Saturday night wind threatened to keep us inside the small desert house. It was blustery, cold and blowing down the tents. Screaming through the washes and between the cracks. I wondered if we were going to be able to get a fire started and contained. As luck would have it (and credit to planning) the host had thought to bring some old washing machine drums. S and I drug one over to the fire pit and promptly started piling wood in it. A few moments later a fire was crackling and spitting. We pulled the camp chairs close. Folks started venturing out of the house and soon the fire was surrounded. We had two more wash basins and proceeded to make cozy fires in various parts of the yard. Soon, three dryer fires were keeping us all warm. As Orion flew across the sky I flitted from one fire to the other adding wood and stoking the warmth.

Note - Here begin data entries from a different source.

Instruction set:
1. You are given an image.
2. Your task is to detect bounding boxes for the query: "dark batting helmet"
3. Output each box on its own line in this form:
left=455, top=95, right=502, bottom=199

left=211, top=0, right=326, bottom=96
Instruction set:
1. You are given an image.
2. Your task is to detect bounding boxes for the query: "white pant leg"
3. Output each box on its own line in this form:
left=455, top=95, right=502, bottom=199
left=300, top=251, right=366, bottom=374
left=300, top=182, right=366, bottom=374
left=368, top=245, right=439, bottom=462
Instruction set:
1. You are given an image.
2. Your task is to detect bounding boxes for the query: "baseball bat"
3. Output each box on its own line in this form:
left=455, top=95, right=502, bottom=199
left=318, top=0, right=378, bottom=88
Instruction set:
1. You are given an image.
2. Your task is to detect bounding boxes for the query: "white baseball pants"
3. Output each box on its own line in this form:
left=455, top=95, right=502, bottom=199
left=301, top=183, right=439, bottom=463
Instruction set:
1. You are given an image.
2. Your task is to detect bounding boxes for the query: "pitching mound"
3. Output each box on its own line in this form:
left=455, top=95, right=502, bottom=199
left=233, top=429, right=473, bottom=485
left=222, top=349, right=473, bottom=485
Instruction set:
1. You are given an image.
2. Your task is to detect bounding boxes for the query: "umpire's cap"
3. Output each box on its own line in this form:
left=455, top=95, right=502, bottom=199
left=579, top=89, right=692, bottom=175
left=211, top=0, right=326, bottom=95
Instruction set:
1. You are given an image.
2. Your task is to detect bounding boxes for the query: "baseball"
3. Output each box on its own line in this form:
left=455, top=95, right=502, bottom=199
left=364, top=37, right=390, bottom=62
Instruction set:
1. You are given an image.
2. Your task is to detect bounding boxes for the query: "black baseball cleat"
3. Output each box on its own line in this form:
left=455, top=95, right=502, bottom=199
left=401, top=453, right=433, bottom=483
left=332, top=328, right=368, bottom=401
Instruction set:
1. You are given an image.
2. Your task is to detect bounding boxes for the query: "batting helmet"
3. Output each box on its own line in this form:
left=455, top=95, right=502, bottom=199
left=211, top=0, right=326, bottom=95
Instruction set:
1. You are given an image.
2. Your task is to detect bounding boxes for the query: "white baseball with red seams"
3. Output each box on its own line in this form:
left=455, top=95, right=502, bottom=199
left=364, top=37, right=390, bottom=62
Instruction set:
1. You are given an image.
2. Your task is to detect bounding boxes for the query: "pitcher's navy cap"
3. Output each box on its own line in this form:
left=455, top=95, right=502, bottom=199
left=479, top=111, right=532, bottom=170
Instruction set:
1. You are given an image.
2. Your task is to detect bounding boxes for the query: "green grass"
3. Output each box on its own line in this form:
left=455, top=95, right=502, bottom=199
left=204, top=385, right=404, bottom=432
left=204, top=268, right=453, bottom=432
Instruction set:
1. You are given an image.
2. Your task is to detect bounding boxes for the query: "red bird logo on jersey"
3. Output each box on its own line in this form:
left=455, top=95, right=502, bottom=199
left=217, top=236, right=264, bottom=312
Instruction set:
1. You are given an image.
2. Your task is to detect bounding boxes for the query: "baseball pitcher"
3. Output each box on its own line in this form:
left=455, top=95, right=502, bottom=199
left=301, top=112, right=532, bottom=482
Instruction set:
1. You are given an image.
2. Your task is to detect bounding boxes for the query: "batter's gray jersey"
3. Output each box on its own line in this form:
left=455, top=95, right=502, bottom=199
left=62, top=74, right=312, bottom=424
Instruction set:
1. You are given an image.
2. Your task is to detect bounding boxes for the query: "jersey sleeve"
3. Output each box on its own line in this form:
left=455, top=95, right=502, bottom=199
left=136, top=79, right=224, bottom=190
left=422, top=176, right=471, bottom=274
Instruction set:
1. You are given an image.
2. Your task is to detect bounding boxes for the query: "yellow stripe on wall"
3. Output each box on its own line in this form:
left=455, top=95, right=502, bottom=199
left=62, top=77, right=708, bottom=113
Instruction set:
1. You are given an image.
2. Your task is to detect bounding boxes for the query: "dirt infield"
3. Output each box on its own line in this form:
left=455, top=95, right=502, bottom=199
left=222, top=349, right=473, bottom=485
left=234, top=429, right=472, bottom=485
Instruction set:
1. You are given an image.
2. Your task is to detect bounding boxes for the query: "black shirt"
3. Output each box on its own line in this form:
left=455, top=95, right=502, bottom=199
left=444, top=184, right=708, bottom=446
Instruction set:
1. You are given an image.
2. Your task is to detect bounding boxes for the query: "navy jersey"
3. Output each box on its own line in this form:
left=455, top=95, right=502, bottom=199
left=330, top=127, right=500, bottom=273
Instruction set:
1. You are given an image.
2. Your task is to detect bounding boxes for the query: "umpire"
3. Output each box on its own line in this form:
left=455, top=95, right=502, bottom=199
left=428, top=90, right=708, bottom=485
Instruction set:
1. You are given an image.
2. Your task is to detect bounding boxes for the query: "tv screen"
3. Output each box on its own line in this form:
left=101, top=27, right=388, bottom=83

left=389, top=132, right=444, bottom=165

On the way back to LA, I wanted to show Sam Joshua Tree National Park, while my secret agenda was to take this 4x4 only accessible road from inside the park to Dillon Road near Indio. We were both game turned off the pavement. The road wound down into a valley filled with grass and swallows before ascending a mountain range filled with Joshua Trees and Teddy Bear Cholla Cactus. We easily reached the peak and then twisted our way down the road which was really a wash. We drove through sculptured canyons, the FT descending dry rock waterfalls and navigating around boulders. I kept thinking, "this must be what early explorers experienced on horseback." I was amazed that our modern world has created vehicles that can go really anywhere.
We threaded our way through the traffic on the 10 and rolled our big baby into the West Hollywood driveway. I washed the smoky three day desert dirt from my body and fell asleep to Anime.
I'll miss the sound of artillery shelling from the nearby military base in the morning. Pictures of the whole trip here.
"this must be what early explorers experienced on horseback."
Yes, and then they went back to their washing machine drum fires for the evening.